In April 2018, we wrote about the California Supreme Court’s decision in Dynamex Operations West, Inc. v. Superior Court, which had clarified the standard for determining whether workers in California should be classified as employees or as independent contractors for purposes of the wage orders adopted by California’s Industrial Welfare Commission (“IWC”).
In Dynamex, the Court adopted the “ABC” test that has been used in some other jurisdictions. Because Dynamex had adopted the “ABC” test for claims arising under IWC wage orders, there was some uncertainty after Dynamex regarding whether the new test would apply to claims that are not brought under a wage order. The Dynamex Court did not consider or express a view about non-wage-order claims.

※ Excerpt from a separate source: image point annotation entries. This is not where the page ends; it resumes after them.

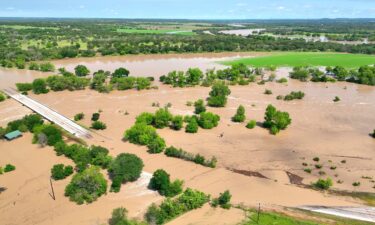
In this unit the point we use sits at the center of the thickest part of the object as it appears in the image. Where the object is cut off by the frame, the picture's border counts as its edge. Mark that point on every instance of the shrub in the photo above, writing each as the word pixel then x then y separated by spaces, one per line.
pixel 323 184
pixel 192 126
pixel 251 124
pixel 52 133
pixel 119 217
pixel 95 116
pixel 169 209
pixel 146 118
pixel 223 200
pixel 24 87
pixel 140 134
pixel 98 125
pixel 81 71
pixel 177 122
pixel 47 67
pixel 86 186
pixel 156 145
pixel 276 120
pixel 218 95
pixel 240 115
pixel 59 171
pixel 79 117
pixel 208 120
pixel 9 168
pixel 162 118
pixel 268 92
pixel 294 95
pixel 40 86
pixel 160 182
pixel 124 168
pixel 199 106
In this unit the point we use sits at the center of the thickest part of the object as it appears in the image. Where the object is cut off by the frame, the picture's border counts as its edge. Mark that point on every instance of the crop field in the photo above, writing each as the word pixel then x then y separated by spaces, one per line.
pixel 146 31
pixel 292 59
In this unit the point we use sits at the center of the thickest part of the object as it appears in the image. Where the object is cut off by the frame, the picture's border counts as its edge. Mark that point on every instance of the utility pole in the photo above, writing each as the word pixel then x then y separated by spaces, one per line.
pixel 53 192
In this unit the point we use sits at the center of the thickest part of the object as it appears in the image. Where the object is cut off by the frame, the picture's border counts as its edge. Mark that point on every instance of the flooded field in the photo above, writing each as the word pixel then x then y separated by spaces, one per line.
pixel 320 128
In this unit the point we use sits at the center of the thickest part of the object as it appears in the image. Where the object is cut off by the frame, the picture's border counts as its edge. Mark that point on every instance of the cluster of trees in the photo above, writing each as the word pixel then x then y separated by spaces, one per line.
pixel 363 75
pixel 60 172
pixel 236 74
pixel 161 182
pixel 276 120
pixel 124 168
pixel 198 159
pixel 86 186
pixel 171 208
pixel 84 156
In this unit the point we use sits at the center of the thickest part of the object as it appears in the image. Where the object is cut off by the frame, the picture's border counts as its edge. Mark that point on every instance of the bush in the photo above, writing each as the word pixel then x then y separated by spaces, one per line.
pixel 146 118
pixel 218 95
pixel 169 209
pixel 156 145
pixel 251 124
pixel 177 122
pixel 192 126
pixel 276 120
pixel 240 115
pixel 223 200
pixel 199 106
pixel 294 95
pixel 323 184
pixel 24 87
pixel 124 168
pixel 59 171
pixel 160 182
pixel 86 186
pixel 95 116
pixel 40 86
pixel 98 125
pixel 141 134
pixel 119 217
pixel 9 168
pixel 81 71
pixel 52 133
pixel 47 67
pixel 208 120
pixel 162 118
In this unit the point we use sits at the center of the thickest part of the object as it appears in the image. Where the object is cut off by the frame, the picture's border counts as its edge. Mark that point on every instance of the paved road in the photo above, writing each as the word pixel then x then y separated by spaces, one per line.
pixel 358 213
pixel 49 114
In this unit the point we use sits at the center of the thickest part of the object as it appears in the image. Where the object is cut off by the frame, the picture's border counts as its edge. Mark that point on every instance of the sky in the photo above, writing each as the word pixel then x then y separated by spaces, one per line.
pixel 190 9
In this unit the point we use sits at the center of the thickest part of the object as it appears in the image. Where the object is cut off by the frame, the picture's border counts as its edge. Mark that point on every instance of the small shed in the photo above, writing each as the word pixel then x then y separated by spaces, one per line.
pixel 13 135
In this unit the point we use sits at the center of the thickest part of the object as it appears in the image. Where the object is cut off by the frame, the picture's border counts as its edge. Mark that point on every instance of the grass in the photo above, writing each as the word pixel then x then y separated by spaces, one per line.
pixel 147 31
pixel 291 59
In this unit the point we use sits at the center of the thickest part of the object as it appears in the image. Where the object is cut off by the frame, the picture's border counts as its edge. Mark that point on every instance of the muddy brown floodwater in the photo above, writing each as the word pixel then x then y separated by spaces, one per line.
pixel 320 128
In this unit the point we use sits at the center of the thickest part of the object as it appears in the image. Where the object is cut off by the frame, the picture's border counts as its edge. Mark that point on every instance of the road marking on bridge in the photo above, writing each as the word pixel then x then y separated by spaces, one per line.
pixel 49 114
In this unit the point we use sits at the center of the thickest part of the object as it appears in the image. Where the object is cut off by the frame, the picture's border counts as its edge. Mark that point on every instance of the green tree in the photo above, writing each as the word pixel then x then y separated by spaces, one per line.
pixel 40 86
pixel 240 115
pixel 218 95
pixel 86 186
pixel 199 106
pixel 124 168
pixel 81 71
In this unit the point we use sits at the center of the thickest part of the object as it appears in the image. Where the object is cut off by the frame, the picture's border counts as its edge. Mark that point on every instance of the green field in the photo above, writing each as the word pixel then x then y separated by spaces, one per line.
pixel 146 31
pixel 292 59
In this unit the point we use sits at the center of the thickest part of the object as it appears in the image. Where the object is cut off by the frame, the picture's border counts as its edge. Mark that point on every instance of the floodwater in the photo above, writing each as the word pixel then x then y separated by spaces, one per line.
pixel 138 65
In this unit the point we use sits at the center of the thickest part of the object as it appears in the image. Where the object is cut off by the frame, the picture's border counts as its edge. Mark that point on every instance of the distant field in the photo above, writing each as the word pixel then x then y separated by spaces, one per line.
pixel 144 31
pixel 292 59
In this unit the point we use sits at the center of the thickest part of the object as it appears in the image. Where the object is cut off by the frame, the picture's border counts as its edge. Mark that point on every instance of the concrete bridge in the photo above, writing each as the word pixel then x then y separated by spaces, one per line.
pixel 49 114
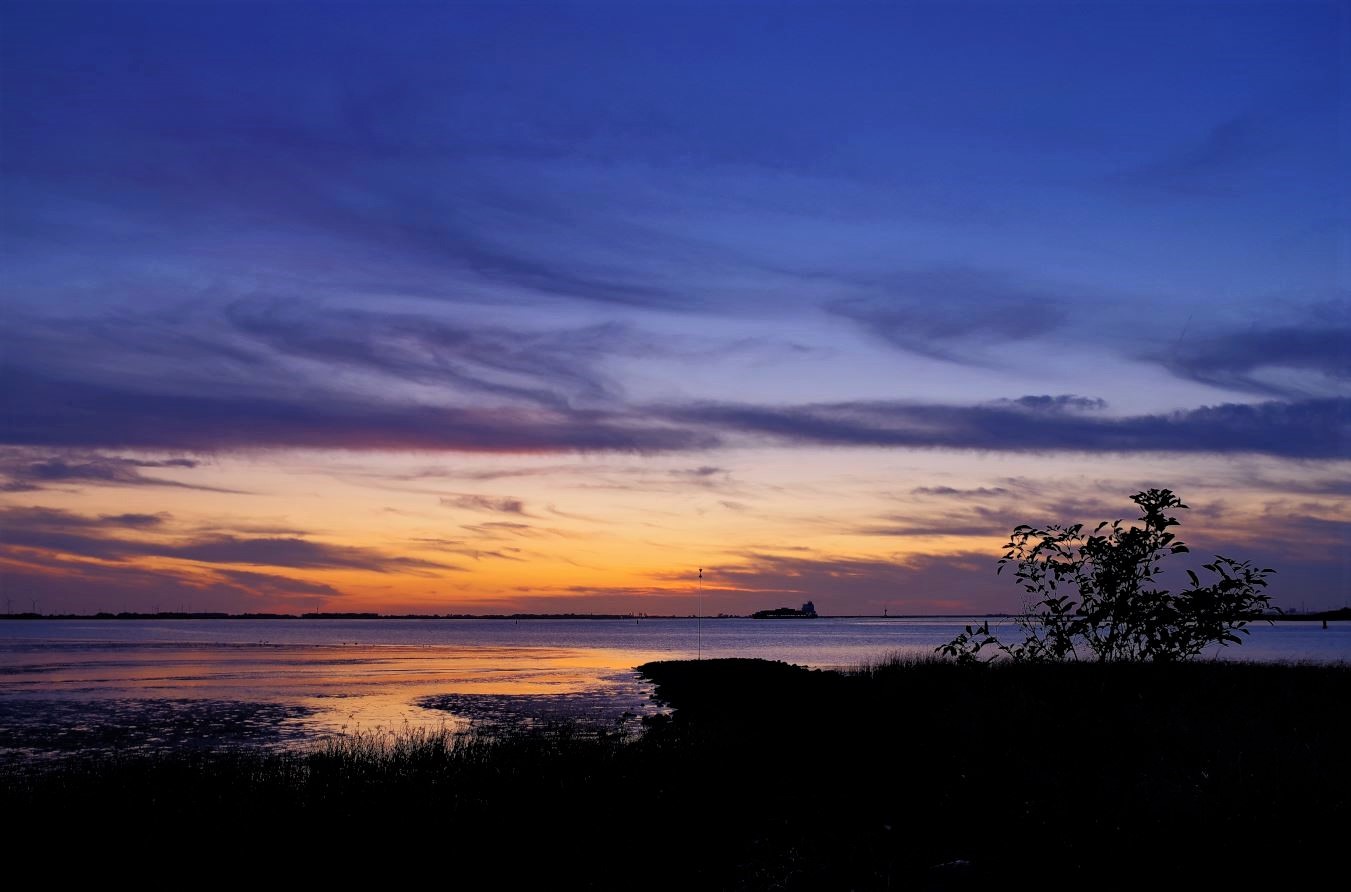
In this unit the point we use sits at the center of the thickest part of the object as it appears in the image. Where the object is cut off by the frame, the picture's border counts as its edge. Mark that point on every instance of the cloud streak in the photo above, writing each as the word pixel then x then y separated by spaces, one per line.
pixel 62 531
pixel 1307 429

On October 22, 2018, the California Court of Appeal addressed that issue in Garcia v. Border Transportation Group, LLC, holding that Dynamex’s “ABC” test does not apply to claims not arising under a wage order. The Garcia Court held that the widely used Borello standard applies to non-wage-order claims for determining whether workers are employees or independent contractors.
Although many wage-hour claims do arise under an IWC wage order, a number do not. For example, certain claims for expense reimbursement under Labor Code section 2802, claims for wage statement violations under section 226, and claims for waiting time penalties under section 203 for an alleged failure to pay all wages due at the end of employment arise under the Labor Code only; there are no equivalent claims under any IWC wage order.
Following Garcia, entities doing business in California that have had actions filed against them alleging independent contractor misclassification based on Dynamex now have authority to argue that a number of claims should be dismissed.